Gardaí warn public to be extra vigilant of fraud when considering investments

There has been a 77% increase in reports of investment fraud this year.

GARDAÍ HAVE WARNED the public to be “extra vigilant” when considering potential a investment after a 77% rise in the number of reports of investment fraud this year.

By the end of the third quarter of this year, €18.6 million has been stolen through investment frauds, compared to €11 million during the same period this year.

On average, victims have had €33,431 stolen from them through investment fraud schemes, with the majority of victims in Ireland aged over 40.

Gardaí say criminals are “taking advantage” of the public during a period of high cost of living by cloning webpages and targeting victims through online and social media adverts.

Many of these adverts promise ‘once in a lifetime opportunities’ to instantly invest with fast and large financial returns.

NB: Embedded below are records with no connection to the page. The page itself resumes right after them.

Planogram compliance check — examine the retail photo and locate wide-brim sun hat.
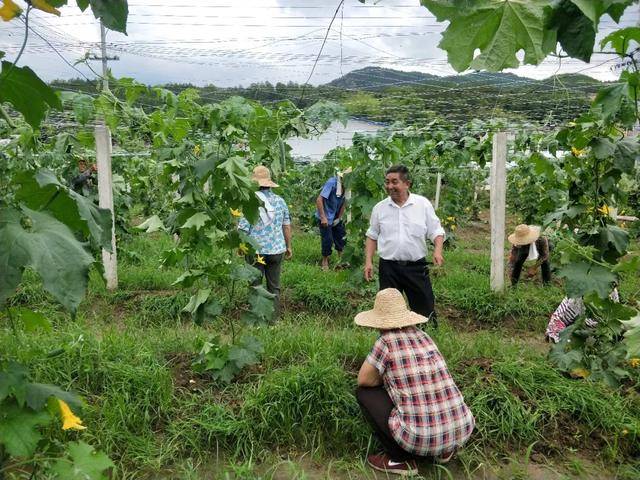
[251,165,278,187]
[508,223,540,246]
[355,288,429,330]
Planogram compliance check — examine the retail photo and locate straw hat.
[509,224,540,246]
[355,288,428,330]
[251,165,278,187]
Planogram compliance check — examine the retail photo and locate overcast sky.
[0,0,640,87]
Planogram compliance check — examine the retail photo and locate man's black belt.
[380,258,427,267]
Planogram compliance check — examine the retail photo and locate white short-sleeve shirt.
[366,193,444,262]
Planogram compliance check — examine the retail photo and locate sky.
[0,0,640,87]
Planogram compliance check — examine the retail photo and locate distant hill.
[325,67,603,91]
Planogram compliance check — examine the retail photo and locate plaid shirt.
[367,327,475,456]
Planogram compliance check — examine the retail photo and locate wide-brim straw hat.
[251,165,278,187]
[355,288,429,330]
[509,223,540,245]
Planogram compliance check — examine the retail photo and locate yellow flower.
[0,0,22,22]
[31,0,60,16]
[57,398,87,430]
[571,147,585,157]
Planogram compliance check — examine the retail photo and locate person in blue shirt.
[238,165,293,318]
[316,168,351,271]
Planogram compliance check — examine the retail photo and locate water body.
[288,119,382,162]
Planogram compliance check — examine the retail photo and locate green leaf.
[600,27,640,55]
[591,84,629,120]
[622,314,640,359]
[0,402,51,458]
[558,262,616,298]
[0,207,93,313]
[0,61,62,129]
[241,286,275,325]
[16,169,112,251]
[85,0,129,35]
[26,383,84,411]
[136,215,166,233]
[51,442,114,480]
[229,263,262,283]
[0,361,29,405]
[180,212,211,230]
[420,0,555,72]
[9,307,51,332]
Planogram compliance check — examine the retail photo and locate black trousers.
[356,387,419,462]
[378,258,438,327]
[247,253,284,318]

Michael Cryan, the Gardaí’s leading detective in the Garda Economic Crime Bureau, said: “The victims in most investment frauds are ordinary people who lose their life savings and retirement nest eggs.

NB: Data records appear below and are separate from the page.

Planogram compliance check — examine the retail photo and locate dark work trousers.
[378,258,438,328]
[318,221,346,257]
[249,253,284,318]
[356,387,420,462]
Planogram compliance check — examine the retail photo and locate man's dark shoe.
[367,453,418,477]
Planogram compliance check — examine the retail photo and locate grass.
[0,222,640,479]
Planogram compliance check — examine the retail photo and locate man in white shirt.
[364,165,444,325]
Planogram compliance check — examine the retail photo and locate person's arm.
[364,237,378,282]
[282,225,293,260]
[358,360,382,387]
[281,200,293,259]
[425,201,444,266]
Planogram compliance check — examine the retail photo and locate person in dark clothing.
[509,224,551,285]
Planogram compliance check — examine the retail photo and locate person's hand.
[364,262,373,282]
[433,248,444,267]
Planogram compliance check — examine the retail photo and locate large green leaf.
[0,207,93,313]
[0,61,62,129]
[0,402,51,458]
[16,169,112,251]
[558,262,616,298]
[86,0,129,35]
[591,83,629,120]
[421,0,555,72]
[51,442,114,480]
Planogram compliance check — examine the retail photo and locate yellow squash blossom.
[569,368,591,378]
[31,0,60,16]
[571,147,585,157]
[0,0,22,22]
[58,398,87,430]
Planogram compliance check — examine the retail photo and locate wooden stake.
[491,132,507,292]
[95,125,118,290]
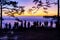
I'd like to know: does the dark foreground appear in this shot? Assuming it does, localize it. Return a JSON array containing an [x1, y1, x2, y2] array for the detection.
[[0, 28, 59, 40]]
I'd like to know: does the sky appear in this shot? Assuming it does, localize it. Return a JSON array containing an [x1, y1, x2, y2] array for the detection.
[[59, 0, 60, 16], [2, 0, 58, 16]]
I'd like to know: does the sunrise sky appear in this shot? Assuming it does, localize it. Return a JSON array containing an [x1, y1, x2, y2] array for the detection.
[[2, 0, 58, 16]]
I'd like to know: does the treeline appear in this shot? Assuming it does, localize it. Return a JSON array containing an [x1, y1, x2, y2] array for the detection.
[[1, 20, 57, 29]]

“Between 2021 and 2022, over €25 million was stolen through investment fraud from ordinary people all over Ireland.

“Be wary where the return being offered sounds too good to be true or where there is a degree of urgency or you are being offered a once in a lifetime opportunity,” he added.

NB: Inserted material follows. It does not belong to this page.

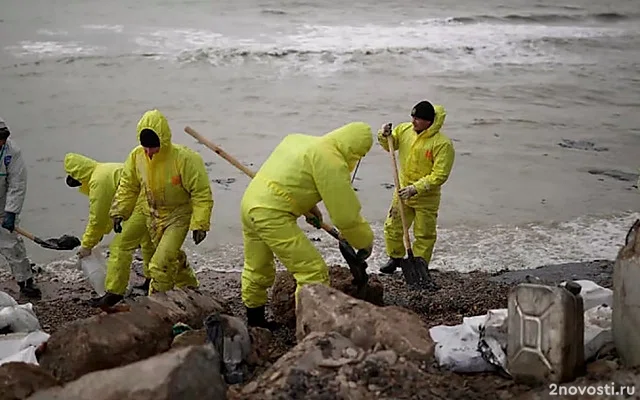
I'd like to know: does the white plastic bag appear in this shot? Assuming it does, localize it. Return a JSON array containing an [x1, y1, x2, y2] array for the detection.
[[79, 249, 107, 296], [429, 315, 495, 373], [0, 291, 18, 308], [0, 303, 40, 333], [584, 306, 613, 360], [0, 331, 49, 365]]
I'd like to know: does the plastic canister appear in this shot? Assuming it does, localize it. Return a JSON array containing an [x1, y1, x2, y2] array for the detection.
[[507, 282, 584, 383], [611, 220, 640, 367], [79, 250, 107, 296]]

An Garda Síochána have warned the public not invest until they’ve recieved reliable financial and legal advice or have checked the regulatory status of the company via the Central Bank of Ireland webpage.

Potential victims are asked not respond to pop-up or social media ads or messages with claims about investment returns and to ignore unsolicited approaches or cold calls about investments

Additionally, gardaí are advising the public to be aware of celebrity-endorsed investments – as they may not even know that their name is being used.

Evidence of this was recently seen when fake RTÉ posts about former news presenter Anne Doyle were attempting to hoax victims in order to promote a cryptocurrency scheme. The Journal’s Fact Check debunked these adverts.

For those who do hold cryptocurrencies, gardaí advise holders to be wary of fake wallets for storing the assets as they can be scams for malware to infect or control your computer.

Gardaí have also reminded the public of basic internet safety by not clicking on suspicious links, especially those which do not have HTTPS security, never allowing anyone gain remote access to your computer and to never disclose personal data or bank account passwords or codes.

Cryan said: “Always seek professional advice when investing whether in cryptocurrency or any kind of investment product.

“Check the Central Bank website and ensure the company you are dealing with is regulated and that it is not a cloned website you are on,” he added.